El presidente del principal partido de la oposición le ha dicho al presidente del gobierno español que es un ´chisgarabís´, pues según dice se comporta como quien cambia de criterio en temas esenciales un día sí y otro también. (foto: Ricardo Sanabre)

La crítica pretende ser ocurrente para no entrar en reproches formales a pesar de tratarse de asuntos muy serios y complicados, precisamente por estar viviendo unos momentos de graves desencuentros en la política de esta España que está amenazada por diferentes frentes reivindicativos con diversos calados y contenidos.
Hace unos meses, en su columna habitual, Francisco Umbral, al referirse a que ahora los españoles somos más agitados, denominaba a la actual forma de gobernar como ´liberalcapitalismo tardoleonés de Rodríguez´. Lo de leonés viene del origen de Zapatero, pero lo de ´tardo´ puede ser un juego de palabras con el que se transmiten varios significados, pues es conocido que se trata de un elemento compositivo que tanto significa ´tardío´ (lo que sucede después de lo previsto o lo que es inmaduro) como ´final´ (que va a acabarse pronto).
En cuanto a chisgarabís, el diccionario de la RAE nos remite a chiquilicuatro y éste a zascandil (astuto y enredador) y mequetrefe (entremetido y de poco provecho).
Son los giros y circunloquios de la rica lengua castellana para no insultar directamente y para expresarse con rechifla buscando risita y complicidad.

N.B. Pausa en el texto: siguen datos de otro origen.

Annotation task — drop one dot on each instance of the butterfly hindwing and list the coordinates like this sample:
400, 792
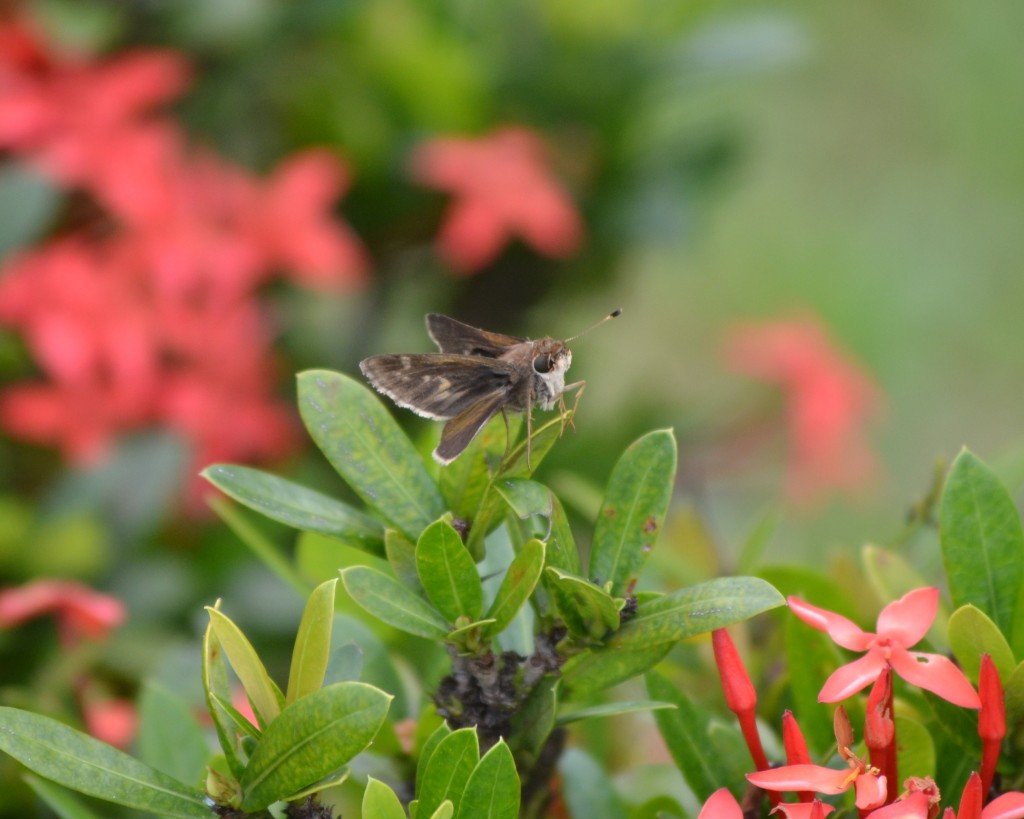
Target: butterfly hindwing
455, 337
438, 386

A la censura divertida que pretende zaherir y reprobar actuaciones y proclamas ajenas entre personas libres se le llama sátira, una manifestación del pensamiento altamente creativa y muy arraigada entre los españoles, tan dados a jugar con las palabras de doble sentido o semejante pronunciación.
En una vetusta y docta enciclopedia se decía que la sátira es una figura literaria que utiliza el lenguaje de forma coloquial para criticar precisamente el talante, y también las costumbres de personas y de grupos sociales.
De las diatribas y ditirambos, normalmente humorísticos, con fuerte carga de mordacidad, y con agudos y picantes contenidos, no se libra nadie, ni mucho menos las personas públicas.
En lo social, político y cultural, y especialmente mezclándolos a los tres, lo satírico es una tradición hispana en cuanto a publicaciones, obras de teatro, otras piezas literarias que se prolongan en el tiempo desde más allá de la Edad de Oro, y últimamente es fruto abundante en artículos de opinión. Siempre se busca la risa o la sonrisa, que está muy de moda como sistema inmunológico para hacer frente a las crueldades de esta vida, y para poner a prueba nuestra paciencia y desde luego nuestra inteligencia, pues hay un hilito muy fino de separación entre la causticidad y el cabreo más abrupto.

Ya decía Juvenal que contemplar la sociedad y sus alteraciones vertiginosas, su inversión de valores y su degradación hacía difícil no escribir sátiras en su hoy lejanísima época. Como se ve, hay motivos sobrados desde antiguo para entrometerse tanto entre los que defienden actuaciones que parecen hipócritas por mor de una tradición quizás innecesaria como los que conculcan el orden social o la actuación moral fuertemente establecidas.

Larra defendía sus ataques literarios diciendo que hay que sacar a la luz los abusos que se cometen para intentar solucionarlos.

Y Ricardo Senabre considera esta crítica dulcificada como una actividad indispensable, como un instrumento regulador de desajustes y descubridor de la faz oculta de los hechos dados como verdades oficiales.

La literatura se convierte así, dice, en elemento compensatorio de las miserias cotidianas. Además, un país sin sátira es un país amorfo y aletargado, sin nervio.
La necesitamos para poder respirar con aire fresco entre tanta crispación, como esa lluvia que tanto anhelamos para que nos purifique ante los descalabros y desaciertos que se cometen, ante las crecientes promesas incumplidas y ante los autoritarismos varios que emborronan nuestra libertad, y a veces incluso nuestra dignidad.